Almanya’nın Ukrayna Krizine Karşı “Ostpolitik Siyaseti”

254

Ukrayna’nın doğusunda başlayan ve 8 yılı deviren Donbass Savaşı, Rusya ve Batı ülkelerini Soğuk Savaş’tan sonra ciddi bir şekilde karşı karşıya getiren süreçlerden biridir. Özellikle, Rusya’nın jeostratejik menfaatleri doğrultusunda Ukrayna krizine müdahil olması, Avrupa entegrasyon sürecindeki Ukrayna’nın AB taraflı siyasetine karşı en büyük engel olarak ortaya çıkmıştır. 21. yy’da tabiri caizse “Doğu-Batı Bloku” mücadelesinde teorikten pratiğe dönüşümün bir ayağını teşkil eden Ukrayna krizi, iç dinamikler açısından oldukça karmaşık bir 8 yılı geride bırakırken, dış dinamikler açısından politika aktörleri bağlamında özellikle incelenmesi gereken bir konudur. Krizin dış aktörleri kategorisine aktif bir şekilde sözlü veya yaptırımlı politikalar izleyen ülkeleri dahil etmek herhalde yanlış olmayacaktır.

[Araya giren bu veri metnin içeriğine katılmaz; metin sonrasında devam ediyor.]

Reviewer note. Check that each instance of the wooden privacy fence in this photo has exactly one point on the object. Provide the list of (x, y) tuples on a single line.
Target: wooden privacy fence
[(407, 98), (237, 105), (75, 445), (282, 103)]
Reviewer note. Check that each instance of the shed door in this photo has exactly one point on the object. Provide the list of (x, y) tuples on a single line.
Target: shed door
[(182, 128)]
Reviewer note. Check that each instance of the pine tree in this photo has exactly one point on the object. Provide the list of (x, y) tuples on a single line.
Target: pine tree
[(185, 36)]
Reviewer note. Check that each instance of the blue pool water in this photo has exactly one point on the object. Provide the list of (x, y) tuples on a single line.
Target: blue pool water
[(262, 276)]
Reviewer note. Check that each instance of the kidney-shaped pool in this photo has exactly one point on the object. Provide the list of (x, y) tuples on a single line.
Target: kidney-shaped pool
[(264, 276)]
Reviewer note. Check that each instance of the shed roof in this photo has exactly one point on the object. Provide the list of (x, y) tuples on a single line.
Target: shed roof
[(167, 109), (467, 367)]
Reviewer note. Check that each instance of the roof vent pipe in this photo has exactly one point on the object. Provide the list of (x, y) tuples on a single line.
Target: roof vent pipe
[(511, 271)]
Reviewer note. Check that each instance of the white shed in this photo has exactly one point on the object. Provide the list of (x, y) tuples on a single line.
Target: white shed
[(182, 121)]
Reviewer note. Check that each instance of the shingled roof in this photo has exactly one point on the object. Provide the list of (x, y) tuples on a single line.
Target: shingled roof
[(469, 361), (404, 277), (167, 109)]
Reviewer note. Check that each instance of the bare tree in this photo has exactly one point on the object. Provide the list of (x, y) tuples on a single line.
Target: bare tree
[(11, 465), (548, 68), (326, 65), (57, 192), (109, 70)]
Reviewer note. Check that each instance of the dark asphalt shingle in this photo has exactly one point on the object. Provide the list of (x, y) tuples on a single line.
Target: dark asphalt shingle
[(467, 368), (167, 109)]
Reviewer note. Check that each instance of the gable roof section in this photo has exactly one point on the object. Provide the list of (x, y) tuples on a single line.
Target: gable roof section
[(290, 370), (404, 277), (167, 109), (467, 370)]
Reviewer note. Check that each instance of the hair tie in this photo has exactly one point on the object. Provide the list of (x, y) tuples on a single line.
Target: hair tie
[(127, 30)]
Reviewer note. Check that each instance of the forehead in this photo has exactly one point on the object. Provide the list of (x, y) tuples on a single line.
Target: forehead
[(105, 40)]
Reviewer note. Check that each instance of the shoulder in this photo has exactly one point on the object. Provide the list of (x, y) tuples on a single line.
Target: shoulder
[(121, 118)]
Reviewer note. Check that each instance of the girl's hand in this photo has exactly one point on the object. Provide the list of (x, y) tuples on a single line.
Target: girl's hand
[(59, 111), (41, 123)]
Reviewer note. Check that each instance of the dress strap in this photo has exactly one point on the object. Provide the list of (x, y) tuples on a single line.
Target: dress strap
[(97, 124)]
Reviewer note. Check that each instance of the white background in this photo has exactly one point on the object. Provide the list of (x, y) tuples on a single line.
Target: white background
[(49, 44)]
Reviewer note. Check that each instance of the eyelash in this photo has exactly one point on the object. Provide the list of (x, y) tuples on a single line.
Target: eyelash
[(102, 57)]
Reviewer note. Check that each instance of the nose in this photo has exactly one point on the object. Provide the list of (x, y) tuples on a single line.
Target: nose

Dünyadaki birçok alanda baş aktör olarak karşı karşıya gelen iki güç ABD ve Rusya’nın yanı sıra, Avrupa Birliği’nin de başlangıçtan beri aktif bir şekilde süreci takip ettiğini söylemek gerekir. Avrupa Birliği’nin özellikle, II. Dünya Harbi’nden bugüne Birliğin dış politikası ve güvenliğini tesis etmek için çalışmasının temel sebebi kuşkusuz Rusya’dır. Rusya’nın gerek konjonktürel, gerek siyasi ve gerekse askeri stratejisinin Avrupa Birliği’nin güvenliğini yıllardır tehdit ettiği görüşü herkesçe bilinen durumdur. Fakat, Avrupa Birliği politikalarının sadece ulus üstü yapının (AB kurumları) direktiflerinden ibaret olmadığını ve bunun yanında üyelerinin kendi güvenlik ve dış politikalarının olduğunu belirtmekte fayda vardır. Her ne kadar NATO aracılığıyla güvenlik konusunda konsensüs oluşmuş ise de, üye devletlerin iktisadi menfaatleri başta olmak üzere birçok parametre, Birliğin ortak güvenlik ve dış politika noktasında istikrarlı bir politikaya sahip olmasının önüne geçmektedir. Bu kapsamda, Birlik bünyesinde “endüstriyel ve ekonomik güç” statüsünde bulunan Almanya’nın dış politikasının AB’den ayrılan yönünü, Ukrayna krizi örneğiyle değerlendirmek ve tarihsel bir kavram olan “ostpolitik” yaklaşımıyla bu durumu analiz etmek araştırmanın temel amacıdır.

Ostpolitik Nedir ?

Tarihsel bir siyasi terim olan ostpolitik, Almanca “doğu” anlamına gelen “ost” ile “politik” kelimelerinin bir araya gelmesiyle oluşarak, “Doğu Politikası” anlamına gelmektedir. Soğuk Savaş sürecinde, dönemin Federal Almanya şansölyesi Willy Brandt’ın ismiyle özdeşleşen bu terim Batı-Doğu ilişkilerinde yumuşamayı ifade etmektedir. Esasen bu yaklaşım, 1963 yılında Alman eski Özel İşler Bakanı Egon Bahr’ın “yakınlaşma yoluyla değişim” tabirinden hareketle ortaya çıkmıştır (Definitions, 2022).

Willy Brandt

1969 yılından itibaren Alman şansölye Willy Brandt’ın uygulamaya koyduğu ostpolitik siyaset, Doğu-Batı yakınlaşmasının pratik örneği olarak tarihe geçti. Bu tarihten itibaren ittifaklarda değişiklik olmasa da, iki blok arasında yumuşama süreci başladı.  Kasım 1969’da SSCB ile Federal Almanya arasında imzalanan Nükleer Silahların Yayılmasını Önleme Antlaşması’yla birlikte ostpolitik siyaset anlam kazanmaya başladı (CVCE, 2016: 2). ostpolitik Almanya-SSCB yakınlaşmasıyla sınırlı kalmadı. Bu yaklaşım, Eylül 1971’de ABD-Fransa-Birleşik Krallık üçlüsünün SSCB ile müzakere masasına oturmasıyla etkisini giderek artırdı. Daha önce de ifade edildiği gibi, Avrupa’nın güvenliği ve dış politikası hususunda Almanya’nın pozisyonu, AB’nin politika kararlarında etkili olmaktadır. Soğuk Savaş döneminde Almanya’nın uyguladığı ostpolitik siyaset, Fransa ve Birleşik Krallık’ın yanı sıra, ABD’yi de yumuşama sürecine dahil eden temel bir araçtır denilebilir.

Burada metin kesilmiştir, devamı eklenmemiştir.